I didn't know you could use other bags with it. That's really good. I also didn't know the Foodsaver bags were reusable. I do like the idea of the Pump-N-Seal better, because it's nonelectric, less expensive, and uses the regular jar seals for mason jars. But I'm glad Foodsaver is a bit more versatile than I thought it was!


----------



## Wisconsin Ann (Feb 27, 2007)

You know....been thinking about this. I don't believe that a Foodsaver is any more of a specialized appliance than a vacuum cleaner is. Here is my reasoning:

Vacuum cleaner does one thing...it vacuums up dirt from the floor. Sure, you could use a broom (or in my case, a RAKE to get the dog hair up off the carpet) or maybe a rolling brush thing like my grandma had...but it's less work, and gets carpet cleaner than a broom does. You either have to empty out the cup all the time, or you have to buy bags for it. If you buy bags, you can buy the type made by the vacuum company, or generic that are the same style

A vacuum sealer does one thing....it sucks air out of wrapping bags and seals the bag for you.
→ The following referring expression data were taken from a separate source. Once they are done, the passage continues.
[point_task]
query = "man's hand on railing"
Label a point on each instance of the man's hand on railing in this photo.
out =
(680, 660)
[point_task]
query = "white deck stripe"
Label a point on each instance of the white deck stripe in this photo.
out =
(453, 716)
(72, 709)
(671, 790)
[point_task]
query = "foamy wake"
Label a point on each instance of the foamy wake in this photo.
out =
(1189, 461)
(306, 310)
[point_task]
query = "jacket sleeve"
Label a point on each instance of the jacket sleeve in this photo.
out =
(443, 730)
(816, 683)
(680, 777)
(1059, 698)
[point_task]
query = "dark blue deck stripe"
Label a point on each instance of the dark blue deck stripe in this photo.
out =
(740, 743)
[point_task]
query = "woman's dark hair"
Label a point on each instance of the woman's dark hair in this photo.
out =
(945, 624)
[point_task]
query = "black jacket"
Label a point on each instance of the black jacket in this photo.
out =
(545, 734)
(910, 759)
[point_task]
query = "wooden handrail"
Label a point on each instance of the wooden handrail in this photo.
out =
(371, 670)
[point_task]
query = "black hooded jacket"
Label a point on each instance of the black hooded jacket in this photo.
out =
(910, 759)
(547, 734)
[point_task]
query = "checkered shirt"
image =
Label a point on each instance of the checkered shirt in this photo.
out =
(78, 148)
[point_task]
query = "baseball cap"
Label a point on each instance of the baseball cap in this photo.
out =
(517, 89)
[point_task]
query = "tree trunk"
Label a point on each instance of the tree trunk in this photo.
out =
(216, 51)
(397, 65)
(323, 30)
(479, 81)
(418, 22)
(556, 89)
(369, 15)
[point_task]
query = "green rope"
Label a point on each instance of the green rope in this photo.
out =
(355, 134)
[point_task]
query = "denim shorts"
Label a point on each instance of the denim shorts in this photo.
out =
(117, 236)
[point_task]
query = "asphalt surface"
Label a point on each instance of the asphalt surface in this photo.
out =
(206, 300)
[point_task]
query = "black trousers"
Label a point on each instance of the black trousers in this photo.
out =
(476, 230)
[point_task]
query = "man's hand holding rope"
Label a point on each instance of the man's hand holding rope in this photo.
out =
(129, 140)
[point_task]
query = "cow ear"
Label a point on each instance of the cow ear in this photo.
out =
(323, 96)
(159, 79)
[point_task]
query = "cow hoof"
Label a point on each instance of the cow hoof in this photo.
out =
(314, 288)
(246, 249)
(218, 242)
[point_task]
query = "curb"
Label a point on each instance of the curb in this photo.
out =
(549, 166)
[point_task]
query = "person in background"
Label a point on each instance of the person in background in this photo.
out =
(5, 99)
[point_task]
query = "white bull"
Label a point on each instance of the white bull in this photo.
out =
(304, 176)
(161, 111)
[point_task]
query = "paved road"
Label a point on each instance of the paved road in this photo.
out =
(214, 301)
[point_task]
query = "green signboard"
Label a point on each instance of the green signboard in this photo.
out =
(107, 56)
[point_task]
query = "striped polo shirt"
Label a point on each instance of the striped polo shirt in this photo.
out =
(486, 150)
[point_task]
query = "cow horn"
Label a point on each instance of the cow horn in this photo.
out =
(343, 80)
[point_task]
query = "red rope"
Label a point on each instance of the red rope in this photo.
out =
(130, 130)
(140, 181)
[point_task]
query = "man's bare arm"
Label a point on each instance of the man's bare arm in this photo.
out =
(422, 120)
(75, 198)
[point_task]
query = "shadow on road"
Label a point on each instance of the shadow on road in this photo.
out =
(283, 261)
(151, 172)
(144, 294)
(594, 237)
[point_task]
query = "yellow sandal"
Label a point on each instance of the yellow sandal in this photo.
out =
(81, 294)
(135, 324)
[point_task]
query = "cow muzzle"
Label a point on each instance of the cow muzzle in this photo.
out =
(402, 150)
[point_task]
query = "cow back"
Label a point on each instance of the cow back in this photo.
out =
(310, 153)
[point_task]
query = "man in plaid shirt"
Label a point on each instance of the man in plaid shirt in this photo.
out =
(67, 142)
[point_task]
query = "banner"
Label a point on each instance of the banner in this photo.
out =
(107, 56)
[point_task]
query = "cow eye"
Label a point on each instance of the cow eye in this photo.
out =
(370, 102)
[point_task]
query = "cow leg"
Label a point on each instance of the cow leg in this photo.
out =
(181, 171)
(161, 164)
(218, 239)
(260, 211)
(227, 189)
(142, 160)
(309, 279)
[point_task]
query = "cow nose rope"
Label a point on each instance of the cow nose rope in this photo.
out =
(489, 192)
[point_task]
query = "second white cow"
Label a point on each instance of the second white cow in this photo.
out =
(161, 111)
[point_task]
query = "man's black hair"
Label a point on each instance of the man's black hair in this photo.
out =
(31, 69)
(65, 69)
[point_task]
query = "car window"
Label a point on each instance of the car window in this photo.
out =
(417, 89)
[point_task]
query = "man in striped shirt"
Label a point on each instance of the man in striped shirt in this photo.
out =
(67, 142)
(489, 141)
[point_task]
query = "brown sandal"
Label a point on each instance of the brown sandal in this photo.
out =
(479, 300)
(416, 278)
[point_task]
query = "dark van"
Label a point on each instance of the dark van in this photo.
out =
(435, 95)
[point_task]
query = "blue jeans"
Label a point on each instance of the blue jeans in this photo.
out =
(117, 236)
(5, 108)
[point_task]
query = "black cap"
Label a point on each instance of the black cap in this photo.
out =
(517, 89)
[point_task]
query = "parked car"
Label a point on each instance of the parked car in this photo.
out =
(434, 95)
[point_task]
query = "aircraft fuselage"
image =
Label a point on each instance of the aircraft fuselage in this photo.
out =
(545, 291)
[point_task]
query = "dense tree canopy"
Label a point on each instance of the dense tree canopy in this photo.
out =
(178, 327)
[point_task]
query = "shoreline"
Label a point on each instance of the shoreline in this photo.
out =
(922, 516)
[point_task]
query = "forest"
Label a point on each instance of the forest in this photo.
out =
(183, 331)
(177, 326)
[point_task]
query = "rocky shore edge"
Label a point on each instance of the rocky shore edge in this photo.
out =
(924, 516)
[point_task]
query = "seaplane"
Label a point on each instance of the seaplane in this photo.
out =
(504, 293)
You can buy the "made for this sealer" bags, or you can buy generic or whatever is on sale. You can make your own out of plastic sheets. I use mine to seal meat for freezing, veggies for freezing, lettuce in the fridge, dehydrated veggies in bags for storing in the pantry, sealing up wool mittens/hats/scarves after winter. 

AND as Vikav said, you can reseal the bags. Just cut off the original sealed edge and reseal. 

so....I really think it's no more a specialized appliance than any other appliance you might own...At least it's not like one of those can openers that only opens cat food can sized things.


----------



## o&itw (Dec 19, 2008)

If I had my druthers, I would be in a house with no carpet and no fabric upolstery....... and there would be no vac except a shop vac. 

I can push almost all the air out of my zip-loc bags, especially if there is a little water in them with the meat. What I can't get around is the "breathability" of polyethylene, I don't think a vacuum seal system would offer much advantage if I used it with traditional bags...we don't have much need to crush sweaters either. 

What I would really like to see is some "saran" or other zip lock bags that do not breathe.


----------



## vikav (Mar 30, 2009)

o&itw said:


> What I would really like to see is some "saran" or other zip lock bags that do not breathe.


IDK about the saran, but the ziplock bags can leach some real nasty carcinogens into the food, especially if there is something acidic, like marinade, in it.


----------



## o&itw (Dec 19, 2008)

vikav said:


> IDK about the saran, but the ziplock bags can leach some real nasty carcinogens into the food, especially if there is something acidic, like marinade, in it.


Most modern kitchen plastics and bowls, will release dioxin if heated (in the microwave, for instance) One could do with out the convenience, but it would do little good with everyone up and down the street burning plastics in their trashcans, and good luck on ever getting plastics banned with all their utility. If one lived in the boondocks, in the north away from the wind currents from populated areas, then it might be reasonable to do away with plastics in the kitchen. As it is, we are all doomed to be taking in a little dioxin with each breath, If one is careful to never heat anything in a plastic container... it might help a little.


----------



## BackfourtyMI. (Sep 3, 2007)

I cut ours up in peices usually & seal with my foodsaver too.

I really like Bamboorabbit's idea of using the trays & sealing up that way. Would probly help with any puncturing too.


----------